I'm trying to produce a boolean method that will return true if a point (lonc,latc) lies on a great circle arc starting at (lona,lata) and ending at (lonb,latb)
the point of the method returning true is so if you are in a location where you should be able to see this great circel the section you can see will be shown.
the jist is that you are at (lond,latd) with a small circle at 10degrees radius and I want to work out if the great circle and small circle will intersect. There will be multiple great circles but only one small circle.
I feel the simplest approach is to check any of the longitude and latitudes on the circumference of the small circle lie on a great circle line
any help will be most appreciated
You have three latitude-longitude pairs (θa, φa), (θb, φb) and (θc, φc) and you want to determine whether point (θc, φc) lies on the great circle determined by (θa, φa) and (θb, φb). You can accomplish this for example using the following calculations:
Convert all latitude-longitude pairs to (x, y, z) triples using the following formulae: x = sin(θ)*cos(φ), y = sin(θ)*sin(φ), z = cos(θ).

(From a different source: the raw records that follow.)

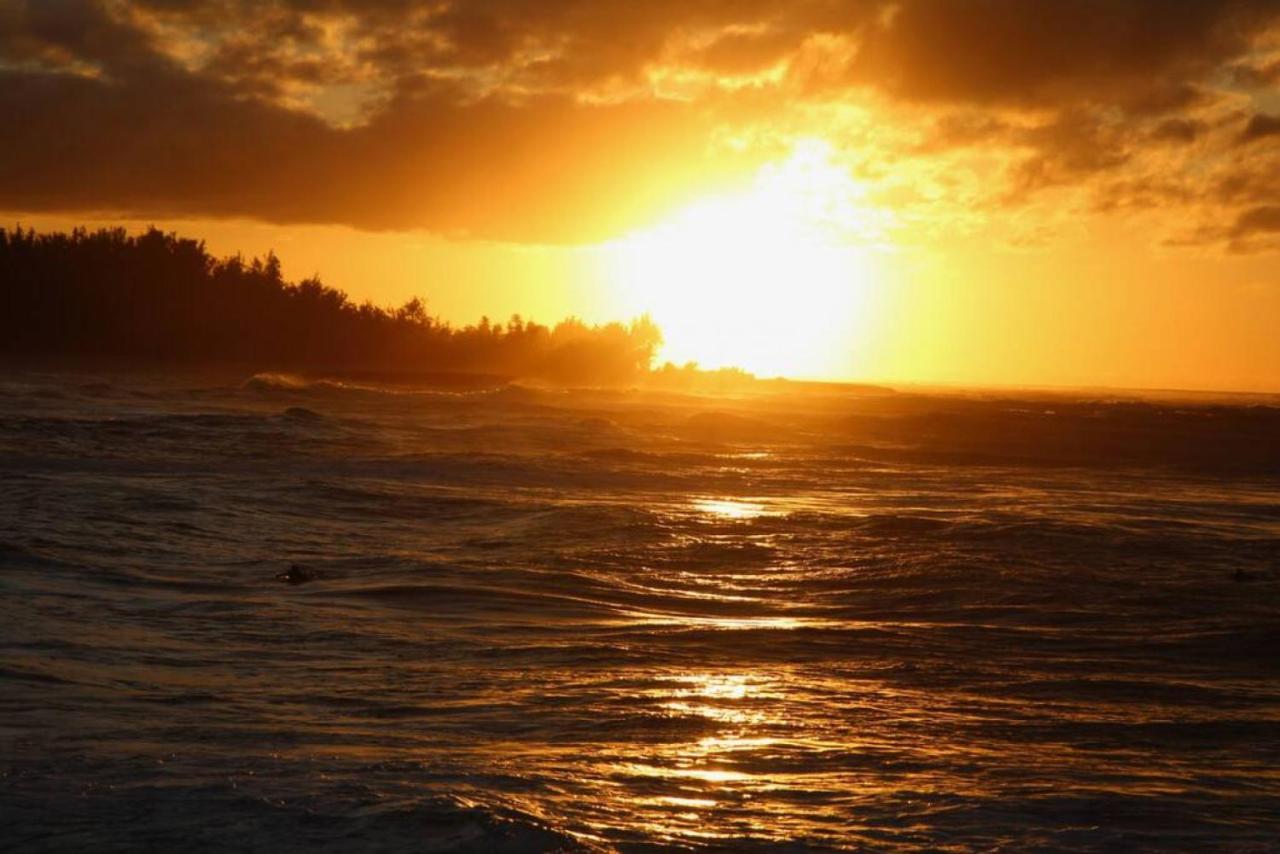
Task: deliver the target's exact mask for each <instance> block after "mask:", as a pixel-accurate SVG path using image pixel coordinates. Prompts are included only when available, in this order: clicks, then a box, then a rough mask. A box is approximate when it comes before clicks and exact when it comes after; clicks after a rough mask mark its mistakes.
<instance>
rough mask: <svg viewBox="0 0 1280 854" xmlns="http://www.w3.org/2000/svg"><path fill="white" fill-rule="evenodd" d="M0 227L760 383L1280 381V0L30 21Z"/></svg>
mask: <svg viewBox="0 0 1280 854" xmlns="http://www.w3.org/2000/svg"><path fill="white" fill-rule="evenodd" d="M0 115H5V117H8V120H6V127H5V128H4V129H3V131H0V211H3V215H4V218H5V219H6V220H8V222H9V223H13V222H15V220H19V219H20V220H22V222H23V223H26V224H32V225H37V227H69V225H74V224H79V223H91V224H100V223H125V224H128V225H131V227H141V225H143V224H146V223H152V222H154V223H157V224H160V225H163V227H166V228H177V229H179V230H182V232H184V233H188V234H192V236H198V237H205V238H207V241H209V243H210V247H211V248H212V250H214V251H216V252H234V251H243V252H246V254H260V252H264V251H265V250H268V248H275V250H276V251H278V252H279V254H280V256H282V259H283V260H284V265H285V270H287V273H289V274H291V275H297V277H301V275H307V274H310V273H314V271H319V273H320V274H321V275H323V277H324V278H325V280H326V282H329V283H332V284H335V286H338V287H342V288H344V289H346V291H348V292H349V293H351V294H352V296H353V297H356V298H365V297H369V298H374V300H375V301H380V302H398V301H402V300H404V298H407V297H408V296H411V294H413V293H421V294H424V296H426V297H428V300H429V303H430V305H431V306H433V307H434V310H435V311H438V312H439V314H442V315H443V316H445V318H447V319H451V320H456V321H470V320H474V319H476V318H477V316H479V315H481V314H488V315H490V316H498V318H502V316H506V315H508V314H511V312H521V314H524V315H526V316H535V318H539V319H544V320H554V319H557V318H559V316H563V315H570V314H573V315H579V316H584V318H586V319H591V320H603V319H608V318H613V316H620V315H622V316H625V315H627V314H634V312H639V311H644V310H649V311H652V312H653V314H654V316H655V319H657V320H658V323H659V324H660V325H663V328H664V329H667V330H668V343H669V347H668V356H669V357H672V359H677V360H684V359H698V360H699V361H701V362H703V364H705V365H709V366H714V365H718V364H742V365H745V366H746V367H749V369H753V370H756V371H758V373H765V374H771V373H786V374H796V375H808V376H826V378H850V379H891V380H895V379H896V380H913V382H954V383H1016V384H1114V385H1146V387H1179V388H1242V389H1243V388H1248V389H1270V391H1280V335H1277V334H1276V332H1275V330H1276V328H1277V326H1280V0H1224V1H1221V3H1208V1H1198V0H1187V1H1180V0H1080V1H1079V3H1056V1H1052V3H1051V1H1046V3H1033V1H1028V0H970V1H960V0H900V1H892V3H888V1H882V0H865V1H856V0H849V1H841V0H799V1H783V0H653V1H650V3H634V1H617V0H566V1H559V3H556V1H541V0H472V1H468V3H462V1H453V3H451V1H448V0H440V1H438V3H411V1H408V0H361V1H360V3H356V1H355V0H275V1H265V3H259V1H252V3H251V1H248V0H100V1H95V0H38V1H37V0H26V1H24V0H0Z"/></svg>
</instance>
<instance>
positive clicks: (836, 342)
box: [609, 141, 888, 378]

This will give you three triples (xa, ya, za), (xb, yb, zb), (xc, yc, zc).
Determine the formula in cartesian coordinates of the plane going through points (xa, ya, za), (xb, yb, zb) and the origin (0, 0, 0). The formula is x+b*y+c*z=0 and we seek b and c which can be determined from two simultaneous equations obtained by substituting coordinates of points A and B for x, y and z in the plane formula x+b*y+c*z=0.
Calculate the distance between point (xc, yc, zc) and the plane determined in point 2 using the following formula: d=abs(xc+b*yc+c*zc)/sqrt(1+b*b+c*c).
From the distance in cartesian coordinates you can find the angular distance between the point (xc, yc, zc) and the great circle determined by (θa, φa) and (θb, φb) using the following formula: α = asin(d).
Since you should not compare floating point numbers exactly you should have an angular threshold which determines how far a point can be from the great circle for you to still consider the point to lie on the circle. You then compare α determined in point 4 with the threshold to come up with the boolean value you seek.